C'è un fabbisogno nazionale di medici e operatori sanitari, definito nazionalmente di concerto con il ministero della sanità, in base al quale si assegnano agli atenei i posti utili alle iscrizioni a ciascun corso; i corsi sono accreditati, e dunque per accedervi, visto il numero contingentato e definito nazionalmente, si supera un concorso a mezzo test. Migliaia di studenti si preparano e vengono selezionati ad accedervi per merito. In professioni decisive per la comunità e nelle quali non si può agire con superficialità. Le tasse sono commisurate al reddito.
È un insulto a loro, agli studenti, prima che alla legge, pensare di beffarli in questo modo. Non solo: chiedere una marea di soldi di iscrizione e fare profitto su questo. Un’ingiustizia procedurale e sociale indigeribile in una regione come la nostra. Altre università lo fanno, lo so, far pagare rette, anche salate, non lo condivido ma hanno permessi e rientrano nelle regole. Le regole sono: autorizzazioni, accreditamenti e attenersi al piano di contingentamento nazionale. Attenersi alle regole. Vale per ogni cittadino, vale ancor di più per un iscritto al mio Partito. Nessuna ironia, io ci credo.
Fosse anche regolare, e non lo è, è una vergogna non tenere conto di tutto ciò. E’ un imbroglio. Ai danni di studenti, di famiglie e della collettività. Ripeto, a prescindere dai permessi, dalle autorizzazioni o dalle intese. Che comunque sono tutte da verificare.
Il Miur diffiderà ufficialmente la Fondazione e l’Università Kore ad essa collegata dall’andare avanti in questa vicenda.

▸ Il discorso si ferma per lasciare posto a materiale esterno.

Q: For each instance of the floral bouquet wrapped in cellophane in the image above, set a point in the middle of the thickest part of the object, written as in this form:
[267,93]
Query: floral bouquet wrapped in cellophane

Ma, ripeto, la mia è una valutazione politica e personale, da dirigente del PD a un altro dirigente dello stesso Partito. E per motivi valoriali, non tecnici. In qualità di dirigente nazionale del PD mi stupisco che sia potuto accadere e che altri dirigenti del mio partito abbiano con leggerezza addirittura accolto con gioia la cosa; mi dissocio e condanno completamente e totalmente l’agire di un esponente del PD che avrebbe una sua storia rispondente ad altri principi e di quanti, come rappresentanti del governo regionale, si sono resi complici di quest’imbroglio.